I like this idea a lot. Germany has had free college for a while. I spent the summer there, and the more I thought about it, the more astounded I was. As someone paying through the nose for a college education, it seems too good to be true that it could all be free. Not that we would ever make it free here, but it will be interesting to see what happens with higher education. Every year college becomes less and less viable for so many Americans. What's going to happen? Are prices going to reach a peak and then collapse, or will it just become impossible to go to school here without being incredibly wealthy? I don't know much about economics, certainly not enough to speculate, but it looks like something's going to have to give.

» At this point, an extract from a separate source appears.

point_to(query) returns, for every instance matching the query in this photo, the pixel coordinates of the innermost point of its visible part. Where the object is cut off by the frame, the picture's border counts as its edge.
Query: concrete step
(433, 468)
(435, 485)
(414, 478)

I too was told from an extremely young age that college was essentially a must. Everyone, regardless of ability or financial situation, it seemed, was destined for college. The public school I went to did little or nothing to expose us to other options. That's a crime. Students need to be made aware of the wide array of career routes they have as far trade school and skilled labor, as well as community college and whatnot. Not everyone was destined for college.





kleinbl00  ·  3460 days ago  ·  link  ·  

I was about to say something about Germany spending all their war money on education but then I looked it up and damn if Germany's education budget is the same as the United States'.

I'm at a loss.

user-inactivated  ·  3460 days ago  ·  link  ·  

The USA spends so much on education and yet it still manages to waste so much money.

Why is this?

kleinbl00  ·  3460 days ago  ·  link  ·  

I'm not sure. The same has been said about our medical system and that's usually blamed on "inefficiency" but from what I've seen and who I've talked to (my wife used to be in medical benefits - some of her friends still have obnoxious titles like "VP" at places like Cedars Sinai), it's not that simple. As far as medical costs, a lot of it is related to the win-at-all-costs approach the United States takes to trauma. Not all, but a lot.

As far as education, what I know of Germany's education system includes "tracking" of students a lot earlier. "High School" as I understand it is a lot more like vo-tech while "university" is a lot more like "grad school" as far as the students involved and the approaches taken.

You also have to consider that post-war Europe was essentially set up by the Marshall Plan, via fiat, to craft a society that Truman & Co wanted the world to have. Egalitarianism was seen as a great solution to demagoguery and ethnic exceptionalism, which nobody wanted to see again. "University" went from being for the privileged elite to being for everybody; Tony Judt's "Postwar" has a great set of chapters on the economic and social upheaval that caused. The United States, meanwhile, was busily being built up by the GI Bill, fighting wars in Korea and Vietnam and reaping the benefits of a proxy empire. That all started crumbling in '76 and has been crumbling ever since.

So I guess "inefficiency" is a way to look at it, but it seems like a lot more than that.

_refugee_  ·  3460 days ago  ·  link  ·  

This article is a great example of how to say the same thing using different phrasing over and over again.